Refractory complex concentrated alloys (RCCA) are promising candidates for high-temperature structural applications [1]. Many of the reported alloys consist of solidifying A2 or B2 phases with additional complex (Laves) phases at the grain boundaries. However, to achieve good mechanical performance at elevated temperatures as well as sufficient ductility at room temperature, the proper formation of a strengthening phase is crucial. Recently, Senkov and co-workers [2] reported a microstructure with coherent cuboidal precipitates and promising high-temperature strength in the Al-Mo-Nb-Ta-Ti-Zr system. However, the alloy lacks ductility at room temperature, which could be attributed to an ordered B2 matrix phase with disordered A2 precipitates. This microstructure can be inverted by an appropriate heat-treatment; however, this limits the working temperature to approximately 600 °C [3]. Therefore, the composition has to be carefully designed, in order to favour the A2 crystal structure as the matrix over the whole temperature region of interest.

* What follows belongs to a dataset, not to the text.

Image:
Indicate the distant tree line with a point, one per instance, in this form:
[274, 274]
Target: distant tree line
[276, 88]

We report here on the current status of our investigations in the Ta-Mo-Ti-Cr-Al system. Thermodynamic calculations were employed with an in-house database, to further strengthen the understanding of the phase formation and phase transitions within this system. To minimize the formation of inherently brittle Laves phase, the Cr concentration was adjusted [4]. The calculations predicted a significant effect of varying Al concentration on phase transition and, correspondingly, on the room temperature phase composition and distribution [5]. The microstructure of two compositions (high and low in Al, respectively) were investigated experimentally by scanning and transmission electron microscopy, while the phase transitions were determined by means of differential scanning calorimetry.  The microstructure of the alloy with high Al concentration exhibited a B2 matrix with A2 precipitates; however, an A2 matrix with B2 precipitates was determined in the Al-lean alloy. Microstructural peculiarities, such as segregation at planar defects as well as their implications on the mechanical properties will be discussed.
[1] B. Gorr et al., “A new strategy to intrinsically protect refractory metal based alloys at ultra high temperatures,” Corrosion Science, vol. 166, p. 108475, 2020.

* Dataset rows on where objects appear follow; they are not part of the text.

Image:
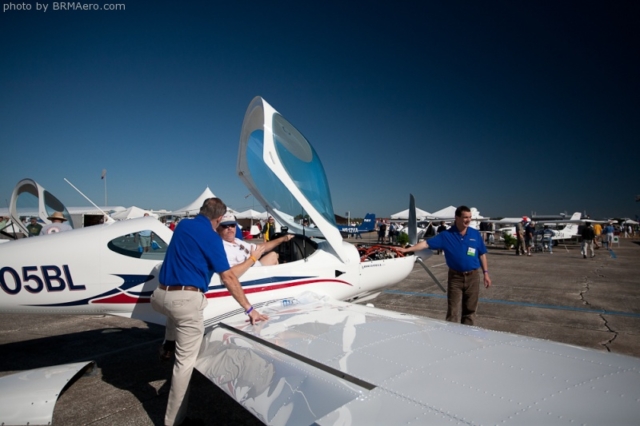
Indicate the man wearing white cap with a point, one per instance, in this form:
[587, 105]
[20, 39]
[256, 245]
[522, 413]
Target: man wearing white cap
[242, 255]
[57, 224]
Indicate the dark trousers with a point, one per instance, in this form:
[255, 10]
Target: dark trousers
[463, 290]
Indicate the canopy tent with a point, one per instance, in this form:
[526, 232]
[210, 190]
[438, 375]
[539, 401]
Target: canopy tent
[252, 214]
[404, 214]
[132, 212]
[450, 213]
[193, 208]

[2] O.N. Senkov et al., “Microstructure and Properties of Aluminum-Containing Refractory High-Entropy Alloys,” JOM, vol. 66, pp. 2030 – 2042, 2014.
[3] V. Soni et al., “Microstructural Design for Improving Ductility of An Initially Brittle Refractory High Entropy Alloy,” Scientific Reports, vol. 8, p. 8816, 2018.

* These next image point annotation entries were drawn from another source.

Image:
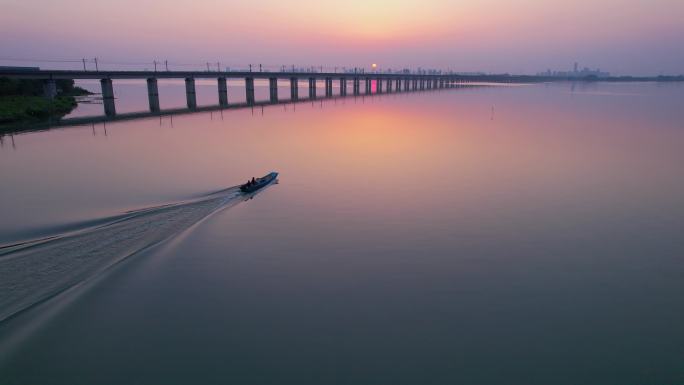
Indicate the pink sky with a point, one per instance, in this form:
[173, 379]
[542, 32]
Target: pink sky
[520, 36]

[4] F. Müller et al., “Formation of complex intermetallic phases in novel refractory high-entropy alloys NbMoCrTiAl and TaMoCrTiAl: Thermodynamic assessment and experimental validation,” Journal of Alloys and Compounds, vol. 842, p. 155726, 2020.
[5] S. Laube et al., “Microstructure tailoring of Al-containing compositionally complex alloys by controlling the sequence of precipitation and ordering,” Acta Materialia, vol. 218, p. 117217, 2021.